Because MTR deals with percentages of packet loss, it’s best to wait for around 100 packets to be transmitted before putting trust in the packet loss result. Because one packet that’s lost due to a momentary glitch can look like a very concerning level of error until you work out what’s going on.

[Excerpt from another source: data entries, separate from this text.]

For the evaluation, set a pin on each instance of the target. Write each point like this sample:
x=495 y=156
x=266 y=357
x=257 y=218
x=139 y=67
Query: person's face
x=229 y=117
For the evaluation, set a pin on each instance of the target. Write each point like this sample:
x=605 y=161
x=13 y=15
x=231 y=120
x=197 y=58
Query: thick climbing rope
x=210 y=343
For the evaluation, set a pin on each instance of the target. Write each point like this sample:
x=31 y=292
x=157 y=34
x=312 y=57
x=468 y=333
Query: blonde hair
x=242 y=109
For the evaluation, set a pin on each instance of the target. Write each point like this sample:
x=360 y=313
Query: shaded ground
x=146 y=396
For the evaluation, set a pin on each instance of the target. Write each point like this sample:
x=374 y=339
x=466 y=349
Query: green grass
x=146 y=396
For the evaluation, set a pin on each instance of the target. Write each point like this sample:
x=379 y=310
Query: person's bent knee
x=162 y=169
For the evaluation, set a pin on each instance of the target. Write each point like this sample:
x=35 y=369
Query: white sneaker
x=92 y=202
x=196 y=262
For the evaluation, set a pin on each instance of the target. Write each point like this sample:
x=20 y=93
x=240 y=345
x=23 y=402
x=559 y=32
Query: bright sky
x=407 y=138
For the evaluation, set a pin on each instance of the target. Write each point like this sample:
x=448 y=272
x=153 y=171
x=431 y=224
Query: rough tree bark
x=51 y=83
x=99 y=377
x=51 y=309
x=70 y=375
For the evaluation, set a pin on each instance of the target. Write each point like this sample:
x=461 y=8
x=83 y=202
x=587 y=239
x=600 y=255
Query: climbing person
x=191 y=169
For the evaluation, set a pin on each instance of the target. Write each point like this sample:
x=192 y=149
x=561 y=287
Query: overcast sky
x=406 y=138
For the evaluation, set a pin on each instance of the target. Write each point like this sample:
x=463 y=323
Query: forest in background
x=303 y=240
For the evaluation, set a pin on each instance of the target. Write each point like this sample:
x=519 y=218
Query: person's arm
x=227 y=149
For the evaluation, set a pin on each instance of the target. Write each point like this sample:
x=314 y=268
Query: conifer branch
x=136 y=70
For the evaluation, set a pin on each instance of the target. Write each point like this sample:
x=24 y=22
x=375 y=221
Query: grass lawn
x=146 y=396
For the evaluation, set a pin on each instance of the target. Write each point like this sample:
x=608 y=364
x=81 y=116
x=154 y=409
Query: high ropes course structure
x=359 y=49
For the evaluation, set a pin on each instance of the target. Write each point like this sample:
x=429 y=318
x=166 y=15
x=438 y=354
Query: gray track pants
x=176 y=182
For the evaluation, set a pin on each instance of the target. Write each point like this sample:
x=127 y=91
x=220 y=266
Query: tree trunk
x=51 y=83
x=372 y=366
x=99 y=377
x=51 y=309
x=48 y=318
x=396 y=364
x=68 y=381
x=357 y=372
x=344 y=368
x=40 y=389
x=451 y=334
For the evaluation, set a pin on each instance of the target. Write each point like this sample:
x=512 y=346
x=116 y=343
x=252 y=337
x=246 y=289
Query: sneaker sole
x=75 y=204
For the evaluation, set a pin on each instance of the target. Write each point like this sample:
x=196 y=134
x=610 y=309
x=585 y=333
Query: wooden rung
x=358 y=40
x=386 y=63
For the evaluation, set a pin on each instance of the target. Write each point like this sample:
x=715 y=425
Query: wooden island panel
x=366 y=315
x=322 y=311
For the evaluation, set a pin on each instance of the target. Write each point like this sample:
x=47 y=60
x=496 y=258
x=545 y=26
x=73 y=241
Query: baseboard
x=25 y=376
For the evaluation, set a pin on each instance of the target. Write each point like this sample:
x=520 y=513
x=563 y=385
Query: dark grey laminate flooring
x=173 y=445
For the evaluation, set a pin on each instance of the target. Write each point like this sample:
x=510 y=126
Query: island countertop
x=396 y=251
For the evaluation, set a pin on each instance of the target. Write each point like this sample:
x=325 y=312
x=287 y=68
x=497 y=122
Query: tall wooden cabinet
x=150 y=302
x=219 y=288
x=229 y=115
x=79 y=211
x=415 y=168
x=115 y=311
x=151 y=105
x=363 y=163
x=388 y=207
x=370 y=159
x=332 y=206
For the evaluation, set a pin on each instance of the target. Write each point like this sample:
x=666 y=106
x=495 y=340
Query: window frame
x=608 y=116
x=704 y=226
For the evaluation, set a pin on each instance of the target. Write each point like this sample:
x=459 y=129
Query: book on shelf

What we can see in the MTR test above is that the packet loss is 0.8%
for a number of hops, but between all of them the packet loss goes back to 0%
. This simply means that particular router had an issue receiving the packet, but the rest of the path doesn’t have that issue. When there’s packet loss to worry about, generally you will see packet loss start at one hop and similar levels of loss continue for the rest of the links, such as with this example test:
My traceroute [v0.87]
MacBook-Pro.local (0.0.0.0) Sat Nov 26 07:39:26 2016
Packets Pings
Host Loss% Snt Last Avg Best Wrst StDev
1. 203.0.113.0 0.0% 131 4.1 4.0 2.0 26.2 2.3
2. ???
3. ???
4. Bundle-Ether12.woo-edge901.perth.telstra.net 0.8% 130 31.7 30.0 18.5 107.9 9.0
5. bundle-ether5.woo-core1.perth.telstra.net 0.8% 130 32.8 30.1 19.6 48.6 5.0
6. bundle-ether11.chw-core10.sydney.telstra.net 0.0% 130 46.5 41.8 32.4 76.0 5.4
7. bundle-ether1.oxf-gw11.sydney.telstra.net 0.8% 130 38.7 42.8 32.6 92.8 6.1
8. bundle-ether1.sydo-core03.sydney.reach.com 0.0% 130 44.4 44.1 30.4 191.3 14.1
9. i-0-1-0-18.sydo-core04.bi.telstraglobal.net 0.0% 130 42.2 43.7 35.9 118.9 7.7
10. i-0-7-0-4.1wlt-core01.bx.telstraglobal.net 31.2% 130 180.2 180.2 169.1 262.6 8.2
11. i-0-0-0-3.tlot02.bi.telstraglobal.net 34.8% 130 178.8 184.6 174.2 214.9 4.7
12. ???
13. core1.cpm.edgecastcdn.net 33.3% 130 188.3 188.5 173.9 252.9 12.1
14. 93.184.216.34 35.9% 130 184.9 184.9 175.6 211.8 4.9
In this example, we can see that the packet loss starts on hop 10, and continues all the way to the end. This likely means that there’s an issue with the undersea cable linking routers 9 and 10 together, and that’s causing packet loss across the connection. As well, congestion and DDoS attacks can also commonly cause similar issues – since there’s such a large number of packets trying to get through, routers just start dropping them at some point.
Overall #
Ping tests:
- Reachability.
- Packet loss.
- Latency.
Traceroute tests:
- The route between two endpoints.
- Latency.
MTR tests:
- Reachability.
- Packet loss.
- Latency.
And it tests all three of these things for every single hop in the path.